How to simlpify this Sum?

Question

I want a simplified form of:

$$\displaystyle N = \sum_{\displaystyle 0 \leq 2m \leq n} \binom {n}{2m} 2^{n-2m}.$$

Actual Question:

There is $ 1 \times n$ rectangle which is broken into $n$ unit squares. Now each square is coloured with either Red, Green, or Blue colours (not necessary that every colour appear in the squares). Let $f(n)$ denote the number of colourings in which Red colour occurs even number of times $(0,2,4,...)$.

What will be the value of $\displaystyle \frac {f(9)}{f(3)} ?$

My attempt:

$\displaystyle f(9) = \binom {9}{0} \times 2^{9} + \binom {9}{2} \times 2^{7} + \binom {9}{4} \times 2^{5} + \binom {9}{6} \times 2^{3} + \binom {9}{8} \times 2^{1}$

Similarly $f(3)$.

Thus I added the terms indivisually... that took a lot of time, then I tried to simplify the summation, but I was unsuccesful in doing so...

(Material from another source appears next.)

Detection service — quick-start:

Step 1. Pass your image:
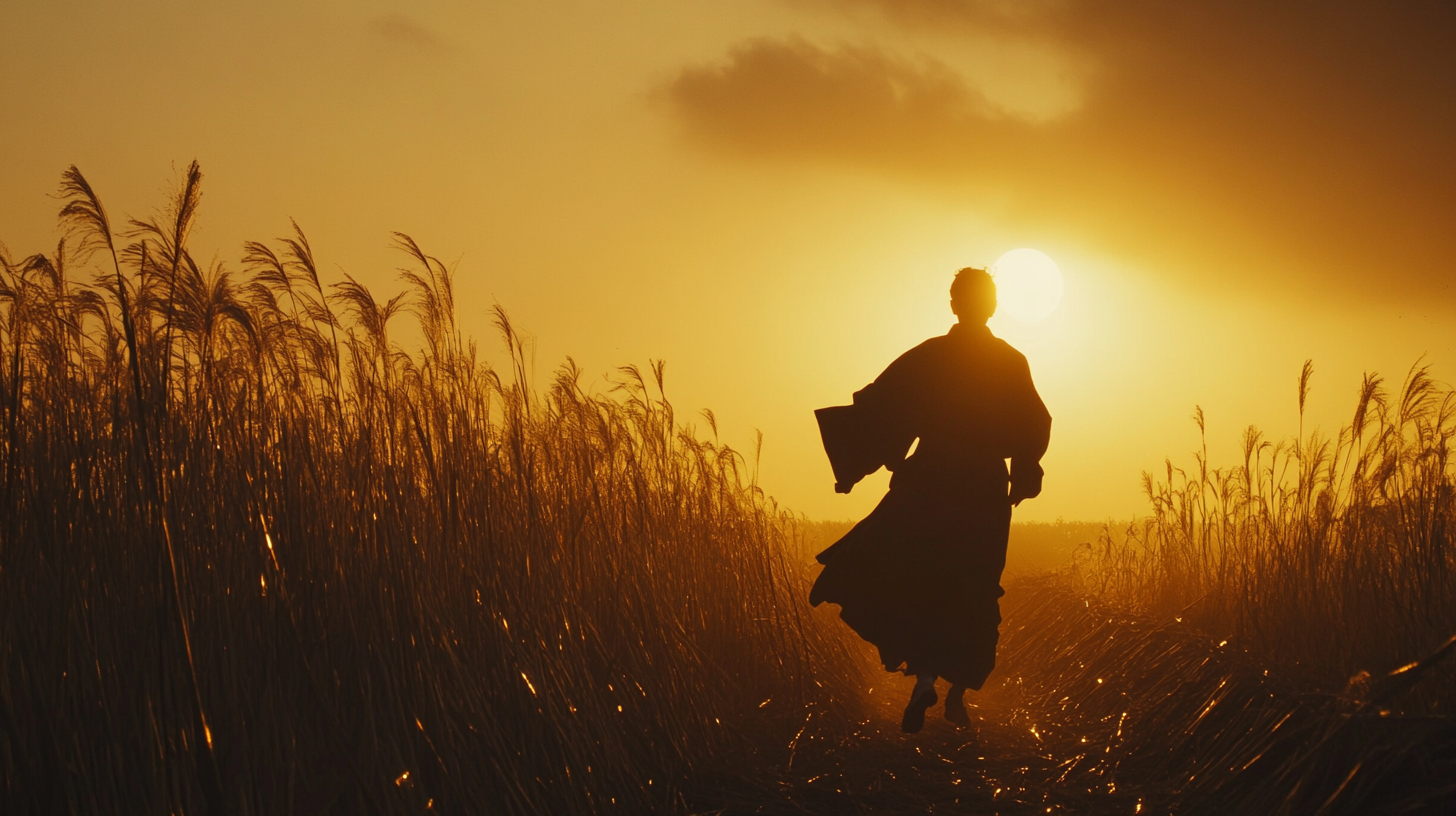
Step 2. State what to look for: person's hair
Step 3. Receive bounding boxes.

[951,267,996,323]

I would pefer a hint, not the answer.

Answer 1

The sum is equal to:

$$S={3^n+1 \over 2}$$

Answer 2

Use $$\sum_{k=0}^{n} {n \choose 2k} x^{2k}=\frac{(1+x)^n+(1-x)^n}{2}$$ $$M=\sum_{k=0}^{n} {n \choose 2k} 2^{n-2k}=2^n \frac{(1+1/2)^n+(1-1/2)^n}{2}=\frac{3^n+1}{2}.$$ When $2k>n$, the vinomial coeffiocient vanishes.